The day on which I saw Restless was what can be described as the ideal autumn day. A blistering Indian summer had faded into the coolness of approaching winter, seizing me somewhere in between. The ground was damp, footsteps only made apparent by the euphonious crunch of fresh leaves underfoot. The city in the space between autumn dawn and dusk is quite and cool, and smells of fresh earth. The late light catches just so on the maple tree, igniting its leaves into incendiary warmth, resisting the breath of a nippy breeze.

Restless has just the same feel to it, lingering somewhere between the hopefulness of late summer and the inevitable onset of winter. The film happens to take place in a west coast autumn, with tones of earth and rust dominating the cinematographic palette. However, the season seems to adopt a more figurative significance as well, as the narrative concerns the dwindling days of a newly-blossomed relationship between a troubled young man named Enoch (Henry Hopper) and a terminally ill young woman named Annabel (Mia Wasikowska). Like the season of autumn, you don’t forget that Annabel is dying (the last remnants of a youthful summer); the gentle reminders only come in bittersweet and melancholy droughts of a winter wind.
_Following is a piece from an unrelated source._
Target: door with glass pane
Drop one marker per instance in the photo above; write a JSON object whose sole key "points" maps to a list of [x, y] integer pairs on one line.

While it may not be the most original of plots and dangles precariously on the edge of cliché, it is the relationships between main characters, bound together inescapably by their idiosyncrasies (they meet at a funeral after all), which raise this film above reproach. Gus van Sant has always been a sensitive observer of youth in all its facets, and Restless finds him in a particularly poignant mood. The performances are subtly nuanced with the genuine hesitation of adolescent relationships – Hopper fully embodies a sweetly awkward and hesitant outsider (obsessed with other people’s funerals), and Wasikowska delightfully leads her character away from a dreaded MPDG stereotype, and provides us with a serene and courageous fully-realised young woman (an aspiring Darwin-inspired naturalist). Perhaps the most touching relationship is between Enoch and his (imaginary) friend Hiroshi, which follows its own bittersweet trajectory and adds to the whimsical quality of this constructed modern fairytale.
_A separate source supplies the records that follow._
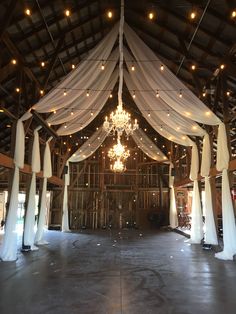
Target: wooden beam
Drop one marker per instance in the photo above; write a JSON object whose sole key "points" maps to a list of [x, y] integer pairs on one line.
{"points": [[8, 162], [15, 52], [43, 123], [8, 17], [53, 61], [213, 173]]}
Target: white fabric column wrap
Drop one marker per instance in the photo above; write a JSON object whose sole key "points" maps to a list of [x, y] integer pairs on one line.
{"points": [[196, 234], [210, 226], [47, 173], [65, 218], [31, 206], [173, 217], [229, 227], [9, 246]]}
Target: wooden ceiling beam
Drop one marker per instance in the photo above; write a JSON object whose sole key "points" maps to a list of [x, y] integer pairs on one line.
{"points": [[53, 61], [15, 52], [8, 17]]}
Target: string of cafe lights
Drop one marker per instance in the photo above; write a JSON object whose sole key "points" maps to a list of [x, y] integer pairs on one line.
{"points": [[151, 15]]}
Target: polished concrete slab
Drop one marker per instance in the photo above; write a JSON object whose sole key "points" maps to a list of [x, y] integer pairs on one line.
{"points": [[112, 272]]}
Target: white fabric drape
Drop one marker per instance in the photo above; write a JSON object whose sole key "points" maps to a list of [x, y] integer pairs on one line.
{"points": [[90, 146], [147, 146], [9, 246], [85, 76], [196, 234], [169, 85], [229, 227], [173, 216], [65, 214], [47, 173], [210, 227], [31, 206]]}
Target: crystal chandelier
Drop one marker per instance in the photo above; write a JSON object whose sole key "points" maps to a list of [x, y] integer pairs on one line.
{"points": [[120, 121], [118, 166], [118, 151]]}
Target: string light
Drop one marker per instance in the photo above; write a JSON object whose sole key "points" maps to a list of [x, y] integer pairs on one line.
{"points": [[109, 14], [151, 15], [67, 12], [193, 15], [27, 12]]}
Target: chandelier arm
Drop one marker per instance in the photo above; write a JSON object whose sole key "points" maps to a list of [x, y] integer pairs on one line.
{"points": [[121, 50]]}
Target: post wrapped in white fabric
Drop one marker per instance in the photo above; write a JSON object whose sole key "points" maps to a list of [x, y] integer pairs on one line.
{"points": [[65, 215], [173, 215], [28, 236], [210, 226], [196, 234], [228, 218], [9, 245], [47, 173]]}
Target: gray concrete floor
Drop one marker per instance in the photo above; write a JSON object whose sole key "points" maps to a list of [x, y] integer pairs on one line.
{"points": [[109, 272]]}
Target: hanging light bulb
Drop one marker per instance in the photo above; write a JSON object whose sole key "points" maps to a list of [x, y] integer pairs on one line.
{"points": [[109, 14], [67, 13], [27, 12]]}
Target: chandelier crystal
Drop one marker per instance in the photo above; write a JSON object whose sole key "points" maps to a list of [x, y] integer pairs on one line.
{"points": [[119, 122], [118, 166], [118, 151]]}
Heavy-handed death metaphors are both redundant and unnecessary, and too many films have dwelled in their morbid angst concerning the subject and the tremulous moments leading up to it. Restless is not about avoiding death, but about making life worth living. The comparisons with Harold & Maude may be inevitable, but it is van Sant’s best since Elephant, both quirky and earnest in its intent, and demonstrating with sly irony that death and dying need not be as morbid as they are made out to be.